I hope developing an official Android and iOS app is on the list. There are third party alternatives (such as the one I just mentioned), but if the goal is to be completely cross-platform then let's push those out too.
On the flip side, if the file in question contains an account to a questionable site, could you withhold the key/password to it under the clause against self-incrimination? I.e. you're sued for insulting Donald J. Trump's itty bitty tiny handsy-wandsies, but you also have an account at buymarijuanaonline.com, so you can't give them access to your password database, because you'll incriminate yourself in a different crime.
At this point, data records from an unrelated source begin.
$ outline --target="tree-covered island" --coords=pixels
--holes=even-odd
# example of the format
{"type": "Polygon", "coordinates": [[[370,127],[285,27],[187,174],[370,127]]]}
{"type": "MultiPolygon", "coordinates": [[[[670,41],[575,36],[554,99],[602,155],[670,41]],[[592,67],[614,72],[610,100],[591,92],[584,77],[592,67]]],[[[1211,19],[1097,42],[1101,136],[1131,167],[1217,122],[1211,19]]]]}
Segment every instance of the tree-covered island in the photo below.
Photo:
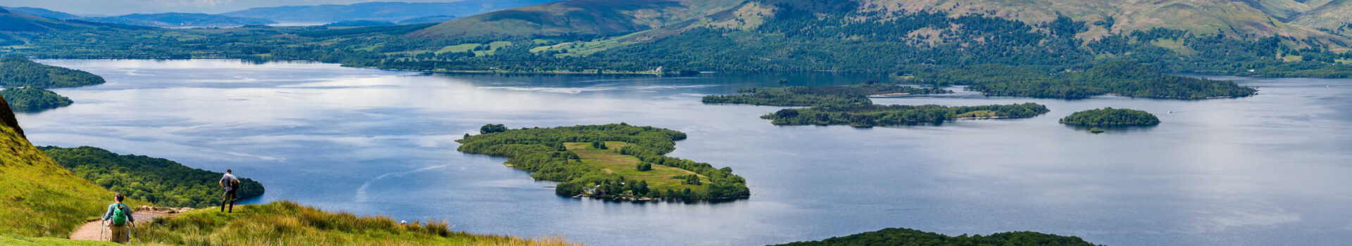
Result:
{"type": "MultiPolygon", "coordinates": [[[[489,124],[496,128],[495,124],[489,124]]],[[[607,200],[726,200],[750,196],[731,168],[665,157],[680,131],[625,123],[485,131],[460,151],[507,157],[506,165],[558,181],[554,193],[607,200]]]]}
{"type": "Polygon", "coordinates": [[[1061,118],[1061,123],[1086,127],[1155,126],[1160,124],[1160,118],[1145,111],[1107,107],[1071,114],[1061,118]]]}
{"type": "Polygon", "coordinates": [[[15,112],[38,112],[74,103],[65,96],[38,87],[8,88],[0,91],[0,96],[9,101],[9,109],[15,112]]]}
{"type": "Polygon", "coordinates": [[[1134,61],[1117,59],[1084,70],[1046,73],[1033,68],[977,65],[963,69],[921,70],[906,80],[932,87],[968,85],[987,96],[1084,99],[1121,95],[1152,99],[1244,97],[1257,89],[1233,81],[1160,73],[1134,61]]]}
{"type": "Polygon", "coordinates": [[[707,104],[753,104],[753,105],[856,105],[872,104],[868,96],[903,96],[953,93],[940,88],[919,88],[906,85],[861,84],[848,87],[779,87],[738,89],[738,95],[710,95],[702,101],[707,104]]]}
{"type": "Polygon", "coordinates": [[[1051,112],[1046,105],[1036,103],[1009,105],[825,105],[813,108],[786,108],[761,116],[777,126],[830,126],[849,124],[853,127],[915,124],[953,119],[998,119],[1032,118],[1051,112]]]}
{"type": "Polygon", "coordinates": [[[103,77],[89,72],[43,65],[24,57],[0,59],[0,87],[72,88],[103,84],[103,77]]]}

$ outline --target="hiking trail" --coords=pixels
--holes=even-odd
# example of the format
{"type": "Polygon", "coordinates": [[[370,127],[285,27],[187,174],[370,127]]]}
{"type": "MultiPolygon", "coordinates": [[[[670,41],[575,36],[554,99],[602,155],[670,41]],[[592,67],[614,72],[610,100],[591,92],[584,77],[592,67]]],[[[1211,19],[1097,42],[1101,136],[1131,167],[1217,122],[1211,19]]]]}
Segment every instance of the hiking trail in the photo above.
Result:
{"type": "MultiPolygon", "coordinates": [[[[191,208],[161,208],[161,207],[139,207],[131,216],[137,219],[135,227],[141,227],[150,220],[160,218],[172,218],[180,212],[188,211],[191,208]]],[[[101,216],[101,215],[100,215],[101,216]]],[[[111,232],[103,227],[103,220],[88,222],[74,232],[70,232],[70,239],[73,241],[108,241],[111,232]]],[[[131,231],[132,241],[135,241],[137,232],[131,231]]]]}

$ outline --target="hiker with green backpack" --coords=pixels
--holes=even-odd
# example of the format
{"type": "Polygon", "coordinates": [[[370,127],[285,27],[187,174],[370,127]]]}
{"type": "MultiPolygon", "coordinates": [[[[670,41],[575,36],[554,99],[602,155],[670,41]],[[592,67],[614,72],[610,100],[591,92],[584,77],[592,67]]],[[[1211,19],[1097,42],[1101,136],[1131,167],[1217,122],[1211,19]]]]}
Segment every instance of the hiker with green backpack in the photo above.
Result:
{"type": "Polygon", "coordinates": [[[122,193],[114,195],[112,199],[114,203],[108,205],[108,212],[103,214],[104,224],[108,226],[108,231],[112,231],[112,235],[108,235],[108,241],[126,243],[131,239],[131,230],[127,228],[131,227],[137,219],[131,216],[131,207],[122,204],[122,193]]]}

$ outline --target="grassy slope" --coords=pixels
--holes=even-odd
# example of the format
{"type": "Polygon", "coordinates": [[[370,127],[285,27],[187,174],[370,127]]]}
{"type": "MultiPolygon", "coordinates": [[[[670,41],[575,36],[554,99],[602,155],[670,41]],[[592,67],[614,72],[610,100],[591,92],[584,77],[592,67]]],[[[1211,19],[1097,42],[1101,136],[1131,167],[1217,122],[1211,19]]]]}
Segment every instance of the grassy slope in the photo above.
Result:
{"type": "Polygon", "coordinates": [[[0,126],[0,234],[68,237],[111,203],[112,192],[61,168],[12,128],[0,126]]]}
{"type": "MultiPolygon", "coordinates": [[[[591,143],[564,143],[564,147],[577,153],[577,157],[583,159],[583,164],[600,168],[606,173],[615,173],[625,176],[625,180],[646,180],[648,187],[657,191],[681,191],[690,188],[691,191],[708,189],[708,185],[687,185],[681,184],[683,180],[672,178],[672,176],[688,176],[696,174],[695,172],[671,168],[664,165],[653,165],[653,170],[641,172],[637,169],[638,158],[634,155],[619,154],[619,149],[627,146],[626,142],[606,142],[606,150],[595,149],[591,143]]],[[[702,184],[711,182],[708,177],[699,176],[702,184]]]]}
{"type": "Polygon", "coordinates": [[[324,212],[291,201],[235,207],[234,214],[206,208],[142,224],[146,243],[164,245],[568,245],[560,238],[522,239],[450,231],[445,223],[400,227],[384,216],[324,212]]]}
It is rather worrying that they mention "keypasshttp" as being one of the pull request which was never merged, although it is all about functionality and not security, just to point out a few months after in another issue that users should stop using this plugin because of a vulnerability: https://github.com/keepassxreboot/keepassxc/issues/147#issue...
I don't really know how secure KeepassX is, but this fork doesn't look like it is any more secure, at least for the time being.
https://www.ghacks.net/2016/11/22/keepass-audit-no-critical-...
But I get:
> You have OS X 10.11.6. The application requires OS X 10.12 or later.
??
Edit: Looks like this is a known issue[1].
The last password program I used had often, very often a corrupted database.